S’il est exact que le volume des exportations italiennes vers la Chine avait augmenté passant entre 2016 et 2022 de 11 à 16,4 milliards d’€, le flux des ventes chinoises vers l’Italie a explosé, passant de 27,3 à 57,5 Milliards d’€.

Surtout les Italiens échaudés par les risques d’entrisme politique ont renoncé à confier à une entreprise chinoise la rénovation et la gestion prévue jusqu’en 2052 du port de Trieste, confiée en 2022 à l’Allemand Hamburger Hafen und Logistik (HHLA).

Au passage, le 10 mai 2022, Berlin avait fixé un plafond de 24,9% aux investissements du chinois COSCO dans le groupe logistique allemand créé en 1885 qui gère deux des trois quais de conteneurs du port de Hambourg.

Les défiances sino-européennes se sont brutalement aggravées en 2020 quand le nationalisme anti-occidental de Xi Jinping, refusant de concéder la moindre faiblesse pouvant être exploitée par Washington avait jusqu’au 25 janvier 2020 dissimulé à l’OMS le surgissement du virus de la Covid-19 à Wuhan.

Homothétique de l’affaiblissement politique interne de l’image de Xi Jinping restaurée au moins en apparence par l’alignement politique sans nuances des proches de Président lors du 20e congrès du Parti en novembre 2023 (lire : Membres du 20e Bureau politique) la défiance à l’égard de la Chine perdure en Europe où la plupart des capitales ont été choquées par l’intense propagande qui avait suivi les occultations de Wuhan.

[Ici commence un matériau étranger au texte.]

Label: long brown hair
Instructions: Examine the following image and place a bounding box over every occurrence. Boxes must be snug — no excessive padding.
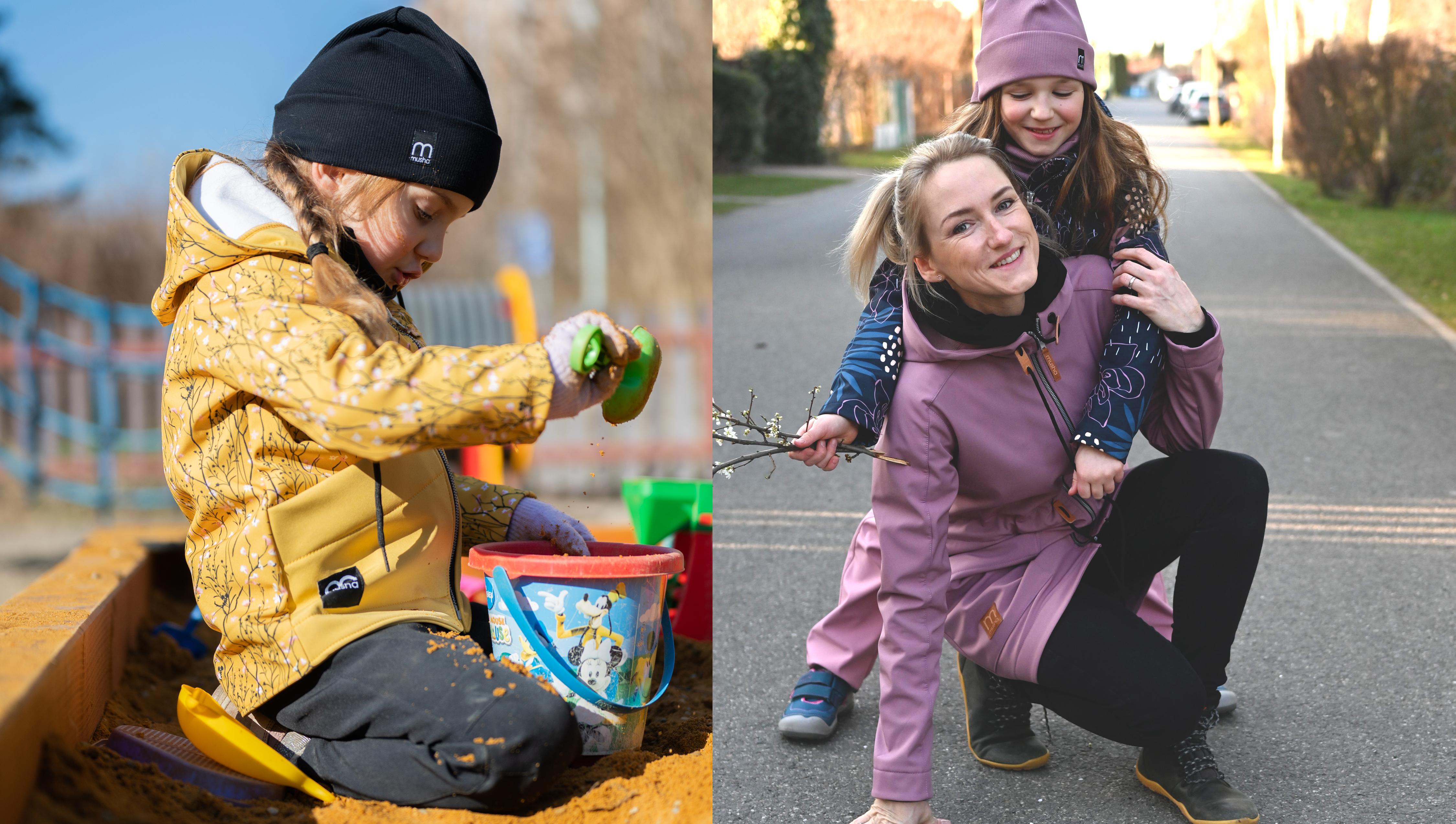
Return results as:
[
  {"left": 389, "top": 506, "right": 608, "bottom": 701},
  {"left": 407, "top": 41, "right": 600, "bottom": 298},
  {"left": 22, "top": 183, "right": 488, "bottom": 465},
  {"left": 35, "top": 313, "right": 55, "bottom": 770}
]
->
[
  {"left": 843, "top": 131, "right": 1042, "bottom": 312},
  {"left": 264, "top": 140, "right": 405, "bottom": 345},
  {"left": 941, "top": 83, "right": 1168, "bottom": 255}
]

Alors que la majorité des Européens tournaient progressivement le dos aux séductions chinoises, l’arrivée en 2012 de Xi Jinping à la tête de l’appareil marqua un net durcissement souverainiste anti-occidental de Pékin, désormais décidé à ne plus s’accommoder des remontrances occidentales critiquant à la fois sa politique intérieure et ses ambitions de puissance.

Tel est le contexte de l’amertume que Xi Jinping transforme en stratégie politique anti-occidentale. En Chine elle fait d’autant plus consensus que son arrière-plan férocement souverainiste rappelle sans cesse les humiliations infligées au XIXe siècle par l’Europe à l’empire chinois très affaibli par une succession des violentes révoltes internes.